Overview

Study of Eteplirsen in DMD Patients

Status:
Completed

Trial end date:
2019-06-14

Target enrollment:
0

Participant gender:
Male

Summary

The main objective of this study is to provide evidence of efficacy of eteplirsen (AVI-4658) in Duchenne muscular dystrophy (DMD) patients that are amenable to skipping exon 51. Additional objectives include evaluation of safety, biomarkers and the long-term effects of eteplirsen up to 96 weeks, followed by a safety extension (not to exceed 48 weeks).

Phase:

Phase 3

Accepts Healthy Volunteers?

Details

Lead Sponsor:

Sarepta Therapeutics
Sarepta Therapeutics, Inc.

Criteria

Inclusion Criteria:

- Male 7-16 years old

- Diagnosed with DMD, genotypically confirmed

- Stable dose of corticosteroids for at least 24 weeks

- Have intact right and left alternative upper muscle groups

- Mean 6MWT greater than 300m (primary analysis on 300 to 450 meters)

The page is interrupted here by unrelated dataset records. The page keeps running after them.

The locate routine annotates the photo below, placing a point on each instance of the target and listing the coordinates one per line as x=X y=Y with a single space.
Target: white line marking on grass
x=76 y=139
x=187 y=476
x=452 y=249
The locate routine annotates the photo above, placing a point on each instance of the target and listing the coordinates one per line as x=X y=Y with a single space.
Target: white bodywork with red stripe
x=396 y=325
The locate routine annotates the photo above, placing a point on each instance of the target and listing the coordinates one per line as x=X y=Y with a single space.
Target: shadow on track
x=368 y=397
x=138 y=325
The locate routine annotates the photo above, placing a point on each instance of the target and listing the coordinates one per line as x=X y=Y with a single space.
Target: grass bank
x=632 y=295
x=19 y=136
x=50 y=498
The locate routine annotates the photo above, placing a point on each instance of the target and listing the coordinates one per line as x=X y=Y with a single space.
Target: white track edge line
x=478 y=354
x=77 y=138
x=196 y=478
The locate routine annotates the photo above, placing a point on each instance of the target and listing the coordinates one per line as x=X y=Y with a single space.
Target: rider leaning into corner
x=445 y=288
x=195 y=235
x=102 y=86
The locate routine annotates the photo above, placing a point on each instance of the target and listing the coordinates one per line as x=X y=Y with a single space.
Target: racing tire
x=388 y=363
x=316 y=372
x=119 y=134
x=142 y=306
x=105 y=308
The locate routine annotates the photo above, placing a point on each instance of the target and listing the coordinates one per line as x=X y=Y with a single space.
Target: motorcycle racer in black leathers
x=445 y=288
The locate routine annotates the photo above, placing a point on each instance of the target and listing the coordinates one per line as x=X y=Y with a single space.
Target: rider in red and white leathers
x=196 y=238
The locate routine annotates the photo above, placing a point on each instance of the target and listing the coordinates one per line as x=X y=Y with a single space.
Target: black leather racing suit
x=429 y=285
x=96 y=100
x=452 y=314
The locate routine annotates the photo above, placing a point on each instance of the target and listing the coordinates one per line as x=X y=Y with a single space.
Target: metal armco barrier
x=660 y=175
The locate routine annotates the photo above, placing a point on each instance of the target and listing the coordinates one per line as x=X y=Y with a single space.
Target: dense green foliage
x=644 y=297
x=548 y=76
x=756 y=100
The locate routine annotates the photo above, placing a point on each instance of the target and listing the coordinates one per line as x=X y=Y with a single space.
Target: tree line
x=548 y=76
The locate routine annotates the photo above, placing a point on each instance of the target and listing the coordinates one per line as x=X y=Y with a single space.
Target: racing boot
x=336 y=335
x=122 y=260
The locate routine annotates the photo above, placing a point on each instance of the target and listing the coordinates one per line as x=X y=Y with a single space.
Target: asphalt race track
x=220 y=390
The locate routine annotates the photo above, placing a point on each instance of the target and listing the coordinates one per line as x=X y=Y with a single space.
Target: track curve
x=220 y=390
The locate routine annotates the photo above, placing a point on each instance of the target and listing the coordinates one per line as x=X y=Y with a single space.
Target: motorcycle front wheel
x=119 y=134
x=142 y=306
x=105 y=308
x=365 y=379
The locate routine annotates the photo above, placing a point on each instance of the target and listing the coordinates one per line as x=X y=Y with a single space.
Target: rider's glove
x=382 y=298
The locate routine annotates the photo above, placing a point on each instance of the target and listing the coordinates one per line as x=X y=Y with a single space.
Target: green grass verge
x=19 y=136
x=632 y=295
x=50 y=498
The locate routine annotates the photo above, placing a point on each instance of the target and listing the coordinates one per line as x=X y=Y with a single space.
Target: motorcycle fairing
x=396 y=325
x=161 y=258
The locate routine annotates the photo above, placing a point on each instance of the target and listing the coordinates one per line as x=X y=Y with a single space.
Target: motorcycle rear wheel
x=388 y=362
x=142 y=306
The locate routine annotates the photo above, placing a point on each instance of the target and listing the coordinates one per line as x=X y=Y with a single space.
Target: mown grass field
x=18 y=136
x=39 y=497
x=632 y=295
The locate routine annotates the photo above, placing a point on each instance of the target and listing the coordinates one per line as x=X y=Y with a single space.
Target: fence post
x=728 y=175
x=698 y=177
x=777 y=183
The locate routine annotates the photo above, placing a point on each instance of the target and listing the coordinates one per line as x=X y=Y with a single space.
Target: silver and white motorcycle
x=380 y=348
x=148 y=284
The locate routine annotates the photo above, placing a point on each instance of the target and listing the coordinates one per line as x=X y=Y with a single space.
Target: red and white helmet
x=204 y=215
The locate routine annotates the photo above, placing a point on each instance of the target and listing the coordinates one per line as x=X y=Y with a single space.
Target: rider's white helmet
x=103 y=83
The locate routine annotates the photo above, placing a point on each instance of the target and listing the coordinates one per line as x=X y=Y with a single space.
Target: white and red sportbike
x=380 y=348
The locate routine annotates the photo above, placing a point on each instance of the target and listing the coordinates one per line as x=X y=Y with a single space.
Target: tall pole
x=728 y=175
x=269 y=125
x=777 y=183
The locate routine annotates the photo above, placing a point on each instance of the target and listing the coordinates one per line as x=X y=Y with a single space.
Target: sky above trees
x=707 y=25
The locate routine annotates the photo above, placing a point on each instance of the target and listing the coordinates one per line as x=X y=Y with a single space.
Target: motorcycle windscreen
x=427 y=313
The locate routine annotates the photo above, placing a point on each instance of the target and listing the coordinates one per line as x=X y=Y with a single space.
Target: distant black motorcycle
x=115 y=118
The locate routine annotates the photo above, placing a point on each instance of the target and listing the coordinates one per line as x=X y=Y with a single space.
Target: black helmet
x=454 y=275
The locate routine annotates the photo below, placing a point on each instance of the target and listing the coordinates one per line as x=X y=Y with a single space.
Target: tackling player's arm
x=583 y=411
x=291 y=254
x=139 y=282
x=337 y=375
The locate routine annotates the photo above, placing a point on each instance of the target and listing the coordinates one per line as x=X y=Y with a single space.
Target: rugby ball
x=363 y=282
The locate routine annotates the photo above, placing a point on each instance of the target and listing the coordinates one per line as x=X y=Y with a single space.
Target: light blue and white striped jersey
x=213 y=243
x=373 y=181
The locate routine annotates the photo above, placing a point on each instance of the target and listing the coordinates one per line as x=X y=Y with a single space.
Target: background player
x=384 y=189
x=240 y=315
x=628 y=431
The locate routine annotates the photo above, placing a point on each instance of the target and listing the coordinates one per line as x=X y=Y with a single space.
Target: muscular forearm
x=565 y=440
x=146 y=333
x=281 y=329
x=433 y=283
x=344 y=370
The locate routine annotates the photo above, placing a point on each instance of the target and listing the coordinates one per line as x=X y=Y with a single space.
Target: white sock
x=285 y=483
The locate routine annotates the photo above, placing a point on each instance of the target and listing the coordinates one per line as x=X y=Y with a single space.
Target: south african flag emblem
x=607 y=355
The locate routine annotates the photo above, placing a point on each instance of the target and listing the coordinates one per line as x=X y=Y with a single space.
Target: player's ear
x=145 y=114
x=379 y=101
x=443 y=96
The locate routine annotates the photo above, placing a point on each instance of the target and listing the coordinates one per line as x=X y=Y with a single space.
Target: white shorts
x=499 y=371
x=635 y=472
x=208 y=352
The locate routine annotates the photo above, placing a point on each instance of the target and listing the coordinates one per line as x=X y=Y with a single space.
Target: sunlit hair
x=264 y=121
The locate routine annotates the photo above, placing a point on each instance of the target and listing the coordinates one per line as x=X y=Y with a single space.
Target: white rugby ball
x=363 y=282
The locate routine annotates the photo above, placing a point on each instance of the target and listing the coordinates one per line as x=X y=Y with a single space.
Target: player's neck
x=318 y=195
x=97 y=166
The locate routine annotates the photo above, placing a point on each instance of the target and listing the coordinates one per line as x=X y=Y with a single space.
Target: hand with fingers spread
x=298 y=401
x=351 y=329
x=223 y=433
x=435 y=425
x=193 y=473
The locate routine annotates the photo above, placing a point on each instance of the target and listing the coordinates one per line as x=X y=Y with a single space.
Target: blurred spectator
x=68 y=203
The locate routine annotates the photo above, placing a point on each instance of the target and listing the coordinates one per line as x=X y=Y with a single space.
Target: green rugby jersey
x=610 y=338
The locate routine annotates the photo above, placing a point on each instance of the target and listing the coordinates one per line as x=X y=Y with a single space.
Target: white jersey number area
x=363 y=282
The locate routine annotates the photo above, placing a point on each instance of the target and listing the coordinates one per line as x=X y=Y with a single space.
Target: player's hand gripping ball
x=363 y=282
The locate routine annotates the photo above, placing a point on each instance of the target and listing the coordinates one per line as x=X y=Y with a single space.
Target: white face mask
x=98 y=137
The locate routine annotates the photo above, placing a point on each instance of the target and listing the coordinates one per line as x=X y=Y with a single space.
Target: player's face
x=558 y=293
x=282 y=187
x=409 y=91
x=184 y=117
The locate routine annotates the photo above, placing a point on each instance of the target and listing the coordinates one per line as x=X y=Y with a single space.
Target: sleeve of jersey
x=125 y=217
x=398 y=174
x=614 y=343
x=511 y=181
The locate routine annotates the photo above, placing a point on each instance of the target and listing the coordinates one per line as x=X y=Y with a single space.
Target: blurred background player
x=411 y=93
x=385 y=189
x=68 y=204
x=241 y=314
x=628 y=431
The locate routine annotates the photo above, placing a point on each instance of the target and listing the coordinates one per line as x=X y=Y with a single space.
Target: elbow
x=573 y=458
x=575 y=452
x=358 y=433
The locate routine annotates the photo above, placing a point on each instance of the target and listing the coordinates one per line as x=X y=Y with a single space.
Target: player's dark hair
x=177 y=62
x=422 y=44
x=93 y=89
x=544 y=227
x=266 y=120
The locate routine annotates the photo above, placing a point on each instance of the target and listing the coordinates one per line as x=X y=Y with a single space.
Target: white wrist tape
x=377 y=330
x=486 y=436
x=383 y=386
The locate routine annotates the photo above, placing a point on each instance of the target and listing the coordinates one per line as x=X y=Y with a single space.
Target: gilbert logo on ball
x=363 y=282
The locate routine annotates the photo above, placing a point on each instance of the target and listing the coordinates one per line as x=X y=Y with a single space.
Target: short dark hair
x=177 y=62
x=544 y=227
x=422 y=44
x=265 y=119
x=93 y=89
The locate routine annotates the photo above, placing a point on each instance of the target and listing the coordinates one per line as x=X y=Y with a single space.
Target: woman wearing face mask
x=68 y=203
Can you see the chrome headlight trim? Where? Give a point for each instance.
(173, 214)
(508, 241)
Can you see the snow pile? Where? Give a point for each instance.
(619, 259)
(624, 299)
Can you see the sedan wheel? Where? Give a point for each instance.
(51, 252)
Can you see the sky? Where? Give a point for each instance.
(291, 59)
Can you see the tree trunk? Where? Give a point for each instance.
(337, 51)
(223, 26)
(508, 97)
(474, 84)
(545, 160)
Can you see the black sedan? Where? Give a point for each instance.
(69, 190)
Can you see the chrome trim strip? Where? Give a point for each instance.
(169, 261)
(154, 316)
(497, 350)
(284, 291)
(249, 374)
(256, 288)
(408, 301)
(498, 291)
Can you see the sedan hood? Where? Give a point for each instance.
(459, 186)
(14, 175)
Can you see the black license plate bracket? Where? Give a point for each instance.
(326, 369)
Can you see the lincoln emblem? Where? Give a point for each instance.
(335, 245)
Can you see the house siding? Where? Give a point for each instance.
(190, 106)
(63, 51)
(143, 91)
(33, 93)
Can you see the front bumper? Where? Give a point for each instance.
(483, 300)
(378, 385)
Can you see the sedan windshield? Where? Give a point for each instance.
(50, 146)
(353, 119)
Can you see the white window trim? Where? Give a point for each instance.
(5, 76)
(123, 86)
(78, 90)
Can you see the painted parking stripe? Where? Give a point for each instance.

- Stable pulmonary and cardiac function: predicted FVC equal to or greater than 50% and
LVEF of greater than 50%

Exclusion Criteria:

- Previous treatment with drisapersen or any other RNA antisense agent or any gene
therapy within the last 6 months

- Participation in any other DMD interventional clinical study within 12 weeks

- Major surgery within 3 months

- Presence of other clinically significant illness

- Major change in the physical therapy regime within 3 months

Other inclusion/exclusion criteria apply.